Associate National Director
New York City
GONE IN 30 SECONDS
Re Sarah Ferguson's "MoveOn Ad Competition Ushers Bush Attacks Into the Mainstream" [villagevoice.com, January 14]:
MoveOn's "Bush in 30 Seconds" campaign may have as much effect on the presidential campaigns as the candidates. MoveOn has shown us just how ingenious we Americans can be at exercising our First Amendment rights.
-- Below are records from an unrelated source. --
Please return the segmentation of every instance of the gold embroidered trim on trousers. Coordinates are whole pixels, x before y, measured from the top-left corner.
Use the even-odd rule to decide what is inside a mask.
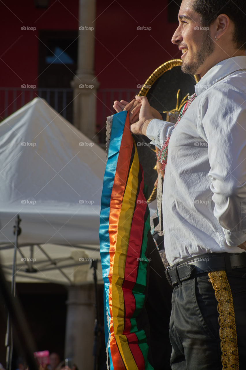
[[[238,370],[238,340],[232,295],[225,271],[209,272],[218,301],[222,370]]]

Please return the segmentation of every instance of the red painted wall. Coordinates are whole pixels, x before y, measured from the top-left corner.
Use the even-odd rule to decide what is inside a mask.
[[[38,85],[39,30],[78,29],[78,0],[49,0],[45,9],[37,9],[34,4],[33,0],[0,3],[1,87]],[[37,29],[23,30],[23,26]]]
[[[99,90],[98,131],[104,124],[106,116],[115,112],[112,108],[115,100],[132,98],[140,90],[137,85],[144,84],[157,67],[167,60],[180,57],[180,51],[171,41],[177,21],[168,22],[168,1],[125,0],[122,3],[97,0],[95,21],[86,25],[95,28],[95,71],[99,89],[133,89],[128,96],[124,93],[103,95]],[[0,87],[20,88],[23,84],[38,87],[40,30],[76,31],[78,11],[79,0],[49,0],[48,7],[44,9],[35,8],[34,0],[0,2]],[[23,30],[23,26],[36,29]],[[139,30],[138,27],[151,29]],[[6,110],[16,97],[10,93],[4,106],[4,92],[1,93],[2,117],[6,117],[27,102],[25,98],[24,102],[21,101],[21,92],[20,94],[15,103]],[[28,98],[27,98],[29,101]],[[99,139],[103,141],[104,137],[102,131]]]
[[[44,10],[35,8],[33,0],[3,2],[0,85],[37,84],[38,30],[78,29],[78,0],[50,0]],[[98,0],[93,26],[95,72],[101,88],[135,88],[164,61],[180,57],[171,42],[177,25],[167,22],[167,2]],[[23,30],[23,26],[37,29]],[[137,30],[138,26],[151,30]]]
[[[171,41],[177,23],[168,23],[168,2],[98,0],[95,65],[100,87],[136,88],[163,63],[180,57]]]

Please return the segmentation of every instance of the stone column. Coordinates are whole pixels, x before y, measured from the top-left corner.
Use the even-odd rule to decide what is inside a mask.
[[[80,370],[93,369],[95,312],[93,283],[68,287],[65,358],[72,359]]]
[[[96,90],[94,72],[96,0],[79,0],[78,70],[74,88],[73,121],[83,134],[96,141]]]

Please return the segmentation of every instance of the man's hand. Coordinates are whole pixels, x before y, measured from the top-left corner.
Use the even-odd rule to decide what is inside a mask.
[[[154,117],[152,115],[151,107],[146,97],[136,96],[135,97],[136,100],[141,104],[139,111],[139,119],[130,125],[130,129],[133,134],[146,135],[148,125]]]
[[[120,102],[116,100],[114,102],[113,106],[117,113],[122,111],[129,111],[129,120],[130,124],[136,122],[139,120],[139,111],[141,107],[141,104],[136,99],[132,100],[130,103],[127,102],[125,100],[121,100]]]
[[[129,119],[130,124],[137,122],[139,119],[139,111],[141,107],[141,102],[136,99],[134,99],[130,103],[125,100],[119,101],[116,100],[114,102],[113,108],[118,113],[122,111],[129,111]],[[150,107],[151,115],[154,118],[158,120],[162,120],[161,115],[158,111],[152,107]]]

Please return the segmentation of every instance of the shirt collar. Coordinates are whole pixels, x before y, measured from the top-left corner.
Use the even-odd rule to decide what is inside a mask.
[[[246,69],[246,56],[233,57],[219,62],[205,73],[195,85],[197,95],[226,76],[240,70]]]

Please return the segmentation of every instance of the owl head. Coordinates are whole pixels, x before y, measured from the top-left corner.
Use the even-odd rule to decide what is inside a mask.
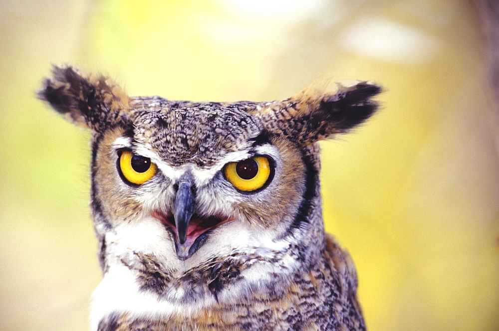
[[[146,257],[185,272],[292,249],[287,267],[313,263],[324,245],[316,143],[365,121],[380,92],[356,82],[281,101],[197,103],[129,97],[69,66],[53,73],[39,97],[92,133],[91,205],[105,271]]]

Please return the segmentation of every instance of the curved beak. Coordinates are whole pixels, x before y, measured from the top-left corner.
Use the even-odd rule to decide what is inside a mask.
[[[186,245],[189,223],[194,212],[194,194],[190,183],[179,183],[179,190],[175,195],[173,216],[175,219],[177,235],[179,241],[177,255],[182,259],[189,257],[190,245]]]

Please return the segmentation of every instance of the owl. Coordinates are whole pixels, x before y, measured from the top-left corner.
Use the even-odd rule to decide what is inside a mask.
[[[53,68],[39,97],[92,132],[92,330],[365,330],[353,263],[324,232],[317,142],[370,117],[381,88],[326,91],[171,101]]]

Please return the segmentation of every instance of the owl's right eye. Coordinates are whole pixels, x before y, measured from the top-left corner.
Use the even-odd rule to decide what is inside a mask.
[[[149,158],[123,151],[120,156],[119,169],[123,177],[132,184],[141,185],[155,174],[157,167]]]

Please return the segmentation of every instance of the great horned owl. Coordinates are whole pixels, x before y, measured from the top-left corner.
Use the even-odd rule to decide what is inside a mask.
[[[353,264],[324,233],[316,142],[380,92],[174,101],[54,67],[39,97],[92,133],[91,329],[364,330]]]

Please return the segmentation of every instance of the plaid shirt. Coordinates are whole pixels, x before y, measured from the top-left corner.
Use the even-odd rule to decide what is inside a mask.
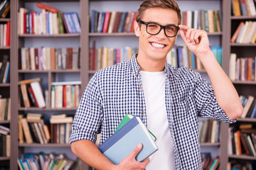
[[[76,111],[70,143],[80,140],[95,142],[97,134],[101,133],[102,144],[114,133],[127,113],[139,116],[146,125],[139,71],[134,55],[129,61],[95,74]],[[176,169],[202,169],[198,117],[227,123],[235,120],[226,116],[216,102],[212,86],[199,74],[188,68],[174,67],[167,62],[164,72],[166,107],[174,140]]]

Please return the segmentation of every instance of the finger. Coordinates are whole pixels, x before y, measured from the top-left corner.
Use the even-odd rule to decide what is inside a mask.
[[[191,43],[193,45],[196,44],[196,41],[195,41],[195,35],[196,35],[196,32],[195,30],[191,31],[190,40],[191,40]]]
[[[181,29],[186,30],[186,31],[187,30],[188,30],[188,28],[190,28],[188,27],[187,26],[184,26],[184,25],[179,25],[178,27],[181,28]]]
[[[145,160],[144,160],[143,162],[142,162],[142,163],[144,165],[146,166],[146,165],[149,163],[149,162],[150,162],[149,158],[147,158],[147,159],[146,159]]]
[[[194,40],[196,41],[196,43],[198,43],[199,42],[199,37],[200,37],[201,33],[200,32],[196,32],[195,33],[194,35]]]
[[[185,42],[186,42],[186,35],[185,35],[185,30],[180,29],[178,33],[181,35],[181,38]]]
[[[192,41],[192,40],[191,40],[191,33],[193,33],[192,31],[193,31],[193,30],[191,28],[188,28],[186,30],[186,38],[188,42],[191,42],[191,41]]]
[[[142,149],[142,144],[139,143],[138,144],[138,145],[137,146],[137,147],[131,152],[131,154],[129,154],[129,155],[132,157],[136,157],[136,156],[139,154],[139,152]]]

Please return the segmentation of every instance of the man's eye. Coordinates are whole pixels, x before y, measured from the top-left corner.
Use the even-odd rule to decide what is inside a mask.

By highlighting how special-interest groups (can anybody say "corporation"?) impact government, the innovative "30 Seconds" ads inadvertently shine the spotlight on the inspired campaign of Congressman Dennis Kucinich, who is unique in not accepting corporate contributions. Perhaps the same kind of innovative spirit exhibited by the creators of those great ads will help us reinvent a government of the people, by the people, and for the people. I sure hope so.
BUT I'M NOT THE ONLY ONE
I loved Stephen Elliott's "The Dennis Kucinich Polka" [The Essay, January 14-20]. Like the author, I sense something very different about Kucinich that could transform this country and the world. Imagine a president who is a passionate and compassionate visionary and a man of peace at a time when we so desperately need one. A man of courage who said no to the Iraqi invasion and the Patriot Act, who knows and is truly concerned about the struggles of ordinary people and says yes to universal health care, fair taxes, real fair trade, jobs, child care, environmental protection, and true equal rights for gays, including the right to marry.
"Imagine all the people living life in peace." Yes, Dennis can return us to our humanity . . . and our spirit. Please, America, make it happen.
Copiague, New York
THE DAY THE MUSIC DIED, ONLINE
Get out! I hear you are suspending villagevoice.com radio broadcasting. I strongly ask you to reconsider.
I'm a conservative 55-year-old professional white male who listens all the time. This is the most diversified station on the Netor any other form of media.
What's the deal?
Virginia Beach, Virginia
Robert Sietsema's film review of Eat This New York [January 28-February 3] erroneously mentions that the Brooklyn restaurant Moto closed after a few months; the restaurant is still open. The review also incorrectly states that the film ignores the events of 9-11. In fact, Daniel Boulud mentions it in an interview, and the film contains footage of restaurants donating food to rescue workers.